Most people think that all insurance works like car accident claims, which often rely on negligence (someone was speeding, someone ran a red light, etc.). In more complex car accidents, such as a pileup, multiple drivers are negligent. The first car stopped short, but the ones behind it might have been speeding. Insurance companies split up the costs based on the different levels of negligence.
Data breaches aren't like car accidents. Even though a data breach at one vendor leads to a domino effect that appears similar, laws treat them differently.
Cybersecurity regulations increasingly apply "strict liability." Most regulations require vendor risk monitoring and make companies liable for data breaches arising from their third-party business partners. These requirements mean that organizations can be sued for their third party's inability to maintain security control effectiveness.
Such requirements mean cyber insurance is no longer optional for enterprise vendors — like most B2B SaaS companies that want to grow their business. Failing to carry a cyber insurance policy means failing to close critical deals and grow their business.
If you have homeowner's or rental insurance, you're already aware that most policies exclude coverage for "preventable" losses. For example, you know that frayed wires are a fire hazard. If your house or apartment catches on fire because of a frayed wire, your homeowner's insurance won't cover it.
In the same way, your cyber insurance policy likely precludes coverage if you fail to maintain reasonable security practices, which may sound ambiguous, but coverage litigation increasingly defines them as protections, such as encryption, firewalls and other basic controls.
To ensure coverage for data breaches and leakages, make sure that you continuously monitor your controls. Just like you'd check your home for frayed wires and have an electrician fix them, you need to monitor for new risks and update all software, networks and systems with security patches.
Homeowner's and rental insurance policies also exclude coverage when you don't take reasonable care to protect people you invite into your home. If your friend falls in your house because you haven't fixed your stairs, then your insurance probably won't cover it. You didn't take care of your home, so you're responsible for the harm.
In the same way, you need to make sure that you're protecting access to and within your digital home. For example, contractors often have more access to data than they need to do their jobs. If they take or share sensitive information outside of your organization, that data breach is your fault.
When you're giving users access to your systems, software and networks, you need to protect access with the principle of least privilege. Users should only have the minimum amount of access to data necessary to do their jobs; otherwise, you might be placing your organization at risk. When seeking out cyber insurance, organizations need to ensure that they continuously monitor their cyber health to prevent coverage litigation.

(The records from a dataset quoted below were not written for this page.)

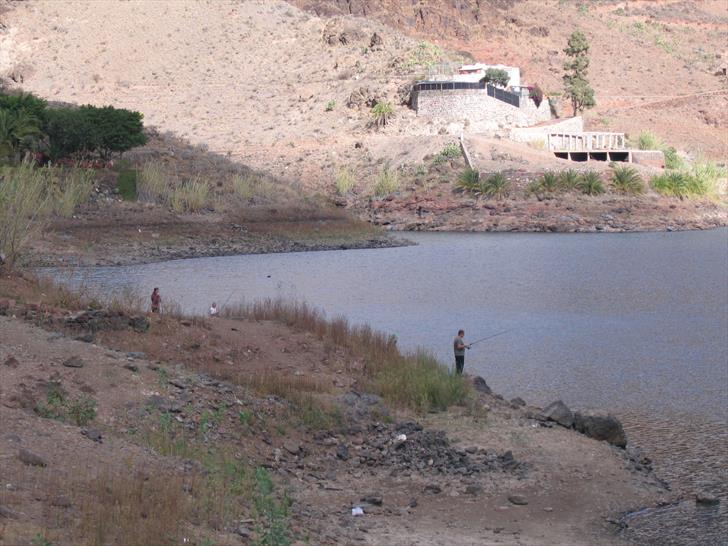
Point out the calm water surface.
[51,229,728,544]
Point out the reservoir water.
[48,229,728,544]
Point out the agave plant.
[612,165,645,195]
[576,171,604,195]
[455,167,482,195]
[559,169,581,191]
[480,173,511,200]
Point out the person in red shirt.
[152,288,162,313]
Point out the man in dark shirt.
[453,330,470,374]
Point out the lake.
[47,229,728,544]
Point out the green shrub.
[611,165,645,195]
[169,176,210,213]
[116,169,137,201]
[432,143,463,165]
[137,162,171,203]
[374,167,399,197]
[0,162,55,269]
[455,167,481,194]
[372,102,394,127]
[559,169,581,191]
[576,171,604,195]
[53,168,94,218]
[336,167,356,195]
[480,173,511,200]
[376,351,470,412]
[44,105,147,159]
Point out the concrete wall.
[413,89,551,136]
[510,116,584,146]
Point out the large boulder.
[574,410,627,449]
[538,400,574,428]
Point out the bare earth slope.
[293,0,728,160]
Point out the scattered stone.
[360,494,384,506]
[283,440,301,455]
[73,332,96,343]
[235,525,253,538]
[465,483,483,497]
[51,495,73,508]
[508,495,528,506]
[129,315,149,334]
[574,410,627,449]
[0,504,20,519]
[63,356,86,368]
[336,444,349,461]
[538,400,574,428]
[3,355,20,368]
[81,428,104,444]
[18,449,47,466]
[473,375,493,394]
[695,491,720,506]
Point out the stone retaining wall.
[413,89,551,136]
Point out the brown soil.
[0,278,665,545]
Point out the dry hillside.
[294,0,728,160]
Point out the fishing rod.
[468,328,513,347]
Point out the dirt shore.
[0,278,669,545]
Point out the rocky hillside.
[293,0,728,159]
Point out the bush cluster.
[0,88,147,162]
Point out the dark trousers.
[455,355,465,374]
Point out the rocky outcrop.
[537,400,574,428]
[574,410,627,448]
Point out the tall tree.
[564,30,596,116]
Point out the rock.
[235,525,253,538]
[63,356,85,368]
[51,495,73,508]
[0,505,20,519]
[283,440,301,455]
[360,493,384,506]
[473,375,493,394]
[508,495,528,506]
[81,428,103,444]
[336,444,349,461]
[129,315,149,334]
[3,355,20,368]
[18,449,47,466]
[574,410,627,448]
[539,400,574,428]
[465,483,483,497]
[695,491,720,506]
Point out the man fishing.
[453,330,470,375]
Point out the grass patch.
[576,171,604,195]
[225,299,472,412]
[170,176,210,213]
[374,166,400,198]
[611,165,645,195]
[432,142,463,165]
[116,169,138,201]
[335,167,356,195]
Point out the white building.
[452,63,521,87]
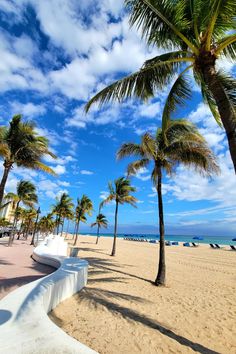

As more data flows across complex, interconnected IT ecosystems, security professionals believe that data breaches are no longer a matter of "if" but a matter of "when." With that in mind, most organizations need to think of cyber insurance as a larger part of their holistic cyber risk management strategy.
Although cyber insurance becomes effective after a breach occurs, purchasing it acts as a proactive risk mitigation strategy. As part of your cyber risk assessment, you need to incorporate the potential impact a data breach might have. Traditionally, organizations calculate impact using the potential financial loss and continued financial stability. Cyber insurance acts as preemptive financial risk mitigation for continued business viability.